DeepSpeed icon indicating copy to clipboard operation
DeepSpeed copied to clipboard

[feature request] unable to override `dist.init_process_group` timeout in under `zero.Init`

Open stas00 opened this issue 2 years ago • 4 comments

When zero.Init is used how can a user override the timeout dist init arg? as the dist is inited here:

https://github.com/microsoft/DeepSpeed/blob/41a9bde14c808a75452baaa2609681316fc6912b/deepspeed/runtime/zero/partition_parameters.py#L654-L655

Of course the user could do something like this before instantiating the model:

from datetime import timedelta
import torch
[...]
                if not torch.distributed.is_initialized():
                    torch.distributed.init_process_group(backend="nccl", timeout=timedelta(seconds=3*60*60)))

but I'm not sure this would even work with deepspeed now using its own comms module and the init calls is much more complex - how would they know to provide the right args?

https://github.com/microsoft/DeepSpeed/blob/41a9bde14c808a75452baaa2609681316fc6912b/deepspeed/comm/comm.py#L376-L383

but perhaps the other alternative is to give users an API to override the default default_pg_timeout, so then they could just do:

form deepspeed import something
something.set_default_pg_timeout(3*60*60)
model = AutoModel.from_pretrained(...) # which internally calls `zero.Init` in transformers

for context: we are dealing with a silent crash in GPU followed by a timeout, so in order to be able to catch this event in action we were trying to extend the timeout to something much longer and run into this issue.

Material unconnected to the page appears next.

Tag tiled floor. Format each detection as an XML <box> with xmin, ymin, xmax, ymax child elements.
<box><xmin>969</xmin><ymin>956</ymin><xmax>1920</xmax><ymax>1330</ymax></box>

Going to try the workaround I proposed at the top of this post.

@tjruwase

stas00 avatar Mar 02 '23 18:03 stas00

Do you think a ds_config option would work here? zero.Init has access to the ds_config.

tjruwase avatar Mar 04 '23 11:03 tjruwase

Yes, that would be another way on how to do it. I just thought that as this is very rarely going to be used it won't be worthwhile adding to the config, but by all means, yes, it'd work.

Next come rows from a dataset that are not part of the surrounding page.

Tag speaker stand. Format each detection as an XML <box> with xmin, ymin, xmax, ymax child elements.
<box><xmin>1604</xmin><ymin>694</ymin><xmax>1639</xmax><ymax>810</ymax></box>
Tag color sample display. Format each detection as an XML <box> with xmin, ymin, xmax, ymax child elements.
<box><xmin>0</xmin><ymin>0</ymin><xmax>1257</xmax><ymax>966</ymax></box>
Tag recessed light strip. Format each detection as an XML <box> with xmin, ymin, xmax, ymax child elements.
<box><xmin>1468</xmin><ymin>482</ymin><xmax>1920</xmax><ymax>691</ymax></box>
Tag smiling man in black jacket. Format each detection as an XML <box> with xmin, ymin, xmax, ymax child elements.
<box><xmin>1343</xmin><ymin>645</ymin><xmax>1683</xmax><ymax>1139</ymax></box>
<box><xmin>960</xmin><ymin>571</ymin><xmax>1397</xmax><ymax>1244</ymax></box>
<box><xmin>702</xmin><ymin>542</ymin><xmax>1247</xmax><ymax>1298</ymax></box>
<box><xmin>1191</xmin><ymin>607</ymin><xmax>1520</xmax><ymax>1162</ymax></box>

stas00 avatar Mar 04 '23 16:03 stas00

I've been facing NCCL timeouts and even after setting timeout to larger value in AcceleratorState, I still face this error. Finally, I see that this is on the deepspeed side.

It's a bit complex to figure out the right place to initialize the process group. So for now, I've done an ugly thing and modified the constants.py directly and increased the timeout.

Would be great to have this feature!

sandeepchittilla avatar Apr 14 '23 15:04 sandeepchittilla

same error here , an update?

bestpredicts avatar May 09 '23 15:05 bestpredicts

same error, how is it going now?

qingqiuhe avatar Aug 08 '23 08:08 qingqiuhe

How to solve it, same error

mynewstart avatar Aug 25 '23 08:08 mynewstart

how to solve it?

chen278947895 avatar Jan 03 '24 13:01 chen278947895

If you're using Deepspeed@Accelerate, it should work fine there since summer.

Try the approach shown in this reply: https://github.com/huggingface/accelerate/issues/1401#issuecomment-1543257739

I have just tried the code from above and it works for me. e.g. I set the timeout to 1 sec, and then the timeout easily gets triggered - e.g. inside the dataloader code creation.

Also add export TORCH_CPP_LOG_LEVEL=INFO and then check the logged value of TIMEOUT(ms) as demoed in the comment I linked to above.

Make sure you get the numbers right when you assign the timeout. e.g. for 3h timeout=timedelta(seconds=3*60*60)

I'm using accelerate==0.25, torch==2.12, deepspeed==0.12.6, zero3_init_flag: true

stas00 avatar Jan 03 '24 18:01 stas00